1. Word Counts: Copy the Plain Text UTF-8 version of Bram Sroker’s Dracula from the site:
http://www.gutenberg.org/ebooks/345 into a text document called ‘dracula.txt’. Write python code that reads the text document and counts the unique words and stores the words and counts into a dictionary. Write the words and counts into a text file called ‘dracula words.txt’ by using the Python file handle method seen in class. Generate a list called ‘sorted counts’ that contains the value and key pairs as tuples that are sorted in descending order based on the frequencies of the words. For example, it should be in the form:
. . .
Here, the word ‘the’ occurs the most frequently. Output the top 10 most frequently occurring words. How often does the word ‘Dracula’ come up in the entire Novel?
Hint: use list comprehension. For the dictionary ‘counts’ the command ‘counts.items()’ returns an object of type dict items that contains the key value pairs in the form of tuples. You can iterate over these with the command: for (key, value) in counts.items(). Thus, you can get a list by finishing the following code: sorted_counts = [(value, key) for (key, value) in ??? ??? ].

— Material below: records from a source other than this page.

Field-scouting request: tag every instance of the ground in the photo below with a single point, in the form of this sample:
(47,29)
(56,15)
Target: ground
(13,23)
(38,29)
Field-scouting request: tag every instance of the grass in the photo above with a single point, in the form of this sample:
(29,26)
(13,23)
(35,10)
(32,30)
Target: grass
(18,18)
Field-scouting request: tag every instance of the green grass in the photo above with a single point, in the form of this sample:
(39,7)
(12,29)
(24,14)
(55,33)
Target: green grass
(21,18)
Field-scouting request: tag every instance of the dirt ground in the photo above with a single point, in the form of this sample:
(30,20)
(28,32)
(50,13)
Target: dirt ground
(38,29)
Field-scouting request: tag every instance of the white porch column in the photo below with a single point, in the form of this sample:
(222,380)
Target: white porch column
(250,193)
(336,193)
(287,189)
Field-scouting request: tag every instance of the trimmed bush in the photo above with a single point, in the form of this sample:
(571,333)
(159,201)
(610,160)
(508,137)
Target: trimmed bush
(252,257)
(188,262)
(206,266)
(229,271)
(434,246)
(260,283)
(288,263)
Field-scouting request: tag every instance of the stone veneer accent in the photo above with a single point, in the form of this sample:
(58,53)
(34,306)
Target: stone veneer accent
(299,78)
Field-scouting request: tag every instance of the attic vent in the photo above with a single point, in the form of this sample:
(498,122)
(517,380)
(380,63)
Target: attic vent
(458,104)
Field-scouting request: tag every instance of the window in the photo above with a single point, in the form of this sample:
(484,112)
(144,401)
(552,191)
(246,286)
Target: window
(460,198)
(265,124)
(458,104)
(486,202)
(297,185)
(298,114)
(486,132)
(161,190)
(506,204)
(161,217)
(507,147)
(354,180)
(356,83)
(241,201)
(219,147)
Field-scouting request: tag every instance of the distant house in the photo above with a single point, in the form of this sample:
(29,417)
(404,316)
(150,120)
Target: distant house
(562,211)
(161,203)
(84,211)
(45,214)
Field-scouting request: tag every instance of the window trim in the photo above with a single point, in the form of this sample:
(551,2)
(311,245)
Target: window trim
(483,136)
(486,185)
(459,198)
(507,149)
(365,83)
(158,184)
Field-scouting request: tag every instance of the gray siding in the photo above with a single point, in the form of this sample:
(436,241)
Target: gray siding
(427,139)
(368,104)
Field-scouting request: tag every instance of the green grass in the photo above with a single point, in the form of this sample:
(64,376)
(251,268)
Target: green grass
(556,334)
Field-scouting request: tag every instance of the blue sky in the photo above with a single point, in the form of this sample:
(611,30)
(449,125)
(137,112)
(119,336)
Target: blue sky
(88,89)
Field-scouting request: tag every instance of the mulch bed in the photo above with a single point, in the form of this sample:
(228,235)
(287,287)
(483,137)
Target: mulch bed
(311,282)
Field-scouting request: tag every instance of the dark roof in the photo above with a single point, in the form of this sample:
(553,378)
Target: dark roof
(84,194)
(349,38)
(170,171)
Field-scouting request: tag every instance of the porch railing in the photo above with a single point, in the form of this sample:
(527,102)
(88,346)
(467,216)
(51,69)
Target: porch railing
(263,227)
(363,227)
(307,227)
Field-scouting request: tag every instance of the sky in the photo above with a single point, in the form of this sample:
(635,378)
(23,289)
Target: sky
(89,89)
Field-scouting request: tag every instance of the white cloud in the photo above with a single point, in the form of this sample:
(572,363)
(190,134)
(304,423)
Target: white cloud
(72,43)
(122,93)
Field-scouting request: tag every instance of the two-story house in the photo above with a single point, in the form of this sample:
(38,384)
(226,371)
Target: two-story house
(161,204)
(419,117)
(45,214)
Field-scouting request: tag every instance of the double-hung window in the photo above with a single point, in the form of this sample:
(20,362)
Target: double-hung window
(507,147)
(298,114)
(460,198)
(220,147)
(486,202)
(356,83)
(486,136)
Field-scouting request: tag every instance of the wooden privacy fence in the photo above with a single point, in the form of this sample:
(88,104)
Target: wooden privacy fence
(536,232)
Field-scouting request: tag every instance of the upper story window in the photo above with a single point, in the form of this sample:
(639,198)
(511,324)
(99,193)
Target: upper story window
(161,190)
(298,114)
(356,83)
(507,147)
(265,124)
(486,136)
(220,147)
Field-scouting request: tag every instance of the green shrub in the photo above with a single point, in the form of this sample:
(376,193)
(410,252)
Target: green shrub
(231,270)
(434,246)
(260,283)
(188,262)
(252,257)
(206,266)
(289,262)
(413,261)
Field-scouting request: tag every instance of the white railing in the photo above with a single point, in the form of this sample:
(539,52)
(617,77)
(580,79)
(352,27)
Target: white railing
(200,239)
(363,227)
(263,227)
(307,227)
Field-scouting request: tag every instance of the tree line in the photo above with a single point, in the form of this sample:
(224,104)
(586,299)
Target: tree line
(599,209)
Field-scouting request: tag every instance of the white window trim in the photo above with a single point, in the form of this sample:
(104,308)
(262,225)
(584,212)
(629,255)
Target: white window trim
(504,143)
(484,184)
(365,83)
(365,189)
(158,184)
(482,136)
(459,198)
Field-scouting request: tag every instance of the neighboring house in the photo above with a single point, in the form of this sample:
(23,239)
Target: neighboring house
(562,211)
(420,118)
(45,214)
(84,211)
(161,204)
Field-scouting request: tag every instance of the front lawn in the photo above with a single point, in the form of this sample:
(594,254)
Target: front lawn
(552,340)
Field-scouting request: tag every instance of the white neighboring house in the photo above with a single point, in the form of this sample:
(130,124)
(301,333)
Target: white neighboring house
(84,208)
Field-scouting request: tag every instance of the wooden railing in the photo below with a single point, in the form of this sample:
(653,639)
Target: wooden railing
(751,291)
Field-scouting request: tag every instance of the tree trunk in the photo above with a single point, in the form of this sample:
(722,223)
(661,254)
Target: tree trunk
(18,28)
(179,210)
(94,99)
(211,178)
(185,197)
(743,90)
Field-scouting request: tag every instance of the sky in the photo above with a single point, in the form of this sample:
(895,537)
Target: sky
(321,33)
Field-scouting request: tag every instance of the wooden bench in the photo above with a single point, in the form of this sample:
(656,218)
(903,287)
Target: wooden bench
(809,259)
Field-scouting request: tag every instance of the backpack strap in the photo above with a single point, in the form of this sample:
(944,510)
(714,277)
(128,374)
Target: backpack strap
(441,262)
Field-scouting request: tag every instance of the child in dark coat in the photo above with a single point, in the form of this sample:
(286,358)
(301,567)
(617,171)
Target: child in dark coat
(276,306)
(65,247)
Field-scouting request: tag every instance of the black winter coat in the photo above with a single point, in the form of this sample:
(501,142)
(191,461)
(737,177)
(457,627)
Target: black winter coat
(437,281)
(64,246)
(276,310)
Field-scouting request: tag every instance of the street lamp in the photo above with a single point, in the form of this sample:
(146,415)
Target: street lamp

You can now sort it element by element since tuples sort in a similar manner to other Python objects.
2. Linear and Non-Linear Regression:
(a) Run linear regression on the closing price data for BTC in the range of 12/15/2020 to 12/28/2020. Report the r-squared value on your training data. Use this to predict BTC closing prices on 1/1/2021 and 1/8/2021. How close are your predictions to the actual?
Repeat with polynomial regression.
(b) Run linear regression on the closing price data for BTC in the range of 2/2/2021 to 2/15/2021.
Report the r-squared value on your training data. Use this to predict BTC closing prices on 2/19/2021 and 2/21/2021. How close are your predictions to the actual? Repeat with polynomial regression.
(c) What is the daily rate of change on average of BTC closing prices based on your predictions obtained from regression on the data in the range of 12/15/2020 to 12/28/2020. What about for 2/2/2021 to 2/15/2021?